The predicted physician shortage in the United States has been receiving a significant amount of attention by mainstream media outlets as of late. While not a new concern, the 2010 passage of the Affordable Care Act (ACA) cast a new light on the issue. A lively debate exists as to whether the ACA will have an impact on the shortage beyond what has already been forecasted.
As alluded to above, many claim that the ACA will not have a significant impact on the shortage, as these individuals have been seeking care, albeit at different frequencies and in different settings than most insured individuals. Proponents of this theory claim that any shortage is due to a number of different reasons, including population growth, aging, the cost of a medical education, the number of residency slots, reimbursement rates, physician compensation discrepancies – the list goes on and on. Others claim it is not a shortage issue at all, rather a distribution issue, with an over-abundance of physicians in metropolitan areas and a gross scarcity in rural America.

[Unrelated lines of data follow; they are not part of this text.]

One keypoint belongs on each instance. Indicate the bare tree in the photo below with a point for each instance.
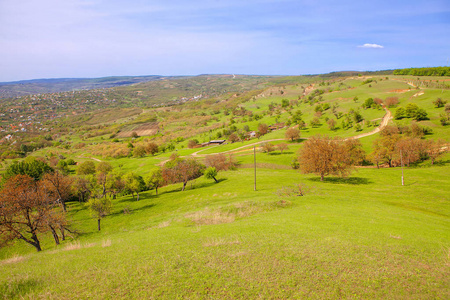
(292, 134)
(60, 185)
(25, 209)
(282, 147)
(324, 156)
(182, 170)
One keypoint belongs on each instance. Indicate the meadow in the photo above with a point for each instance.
(360, 237)
(364, 236)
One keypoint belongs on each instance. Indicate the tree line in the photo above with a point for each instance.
(434, 71)
(33, 195)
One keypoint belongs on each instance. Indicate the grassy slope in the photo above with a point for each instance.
(363, 237)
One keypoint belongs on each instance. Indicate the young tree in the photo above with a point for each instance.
(211, 173)
(282, 147)
(99, 208)
(192, 143)
(134, 184)
(439, 103)
(315, 122)
(331, 124)
(82, 187)
(102, 171)
(25, 209)
(139, 151)
(182, 170)
(391, 101)
(155, 180)
(115, 183)
(267, 147)
(86, 168)
(152, 148)
(323, 155)
(435, 149)
(233, 138)
(32, 167)
(292, 134)
(263, 129)
(220, 162)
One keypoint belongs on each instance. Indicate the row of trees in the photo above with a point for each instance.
(393, 147)
(34, 195)
(325, 156)
(33, 201)
(436, 71)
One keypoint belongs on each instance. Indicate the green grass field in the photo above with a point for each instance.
(365, 236)
(362, 237)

Nonetheless, the fact remains that approximately 30 million additional Americans will have access to health insurance within the next few years. That fact begs the question “are there enough physicians to see us all?”
While the physician shortage is anticipated to span multiple specialties, primary care physicians are receiving the most attention. Rightfully so, as primary care physicians are more often than not the entry point to access other specialties. Alarmingly, industry associations estimate that the shortage of primary care physicians will rise to between 52,000 to 160,000 by 2025. The United States is also expected to experience a shortage in general surgeons.
Many have tossed around ideas to address this shortage. These suggestions include adopting the patient-centered medical home, putting more focus on developing National Health Service Corps sites, encouraging and supporting mid-level providers, addressing the costs of a medical education, and developing incentives to medical students to begin careers in primary care and general surgery.
The ACA also took some steps to promote primary care-related issues. Specifically, the ACA authorized money to increase the number of primary care physicians by training more physicians, nurse practitioners, physician assistants, and midwives, increasing the number of scholarships and loans for all health professionals, and implemented a 10% bonus, through 2015 to primary care physicians who offer services to Medicare patients to name a few.
Whether the AACA will have a true impact on the practice of primary care physicians is yet to be seen. Nonetheless, the industry’s response to the issue will affect the practice of medicine for years to come.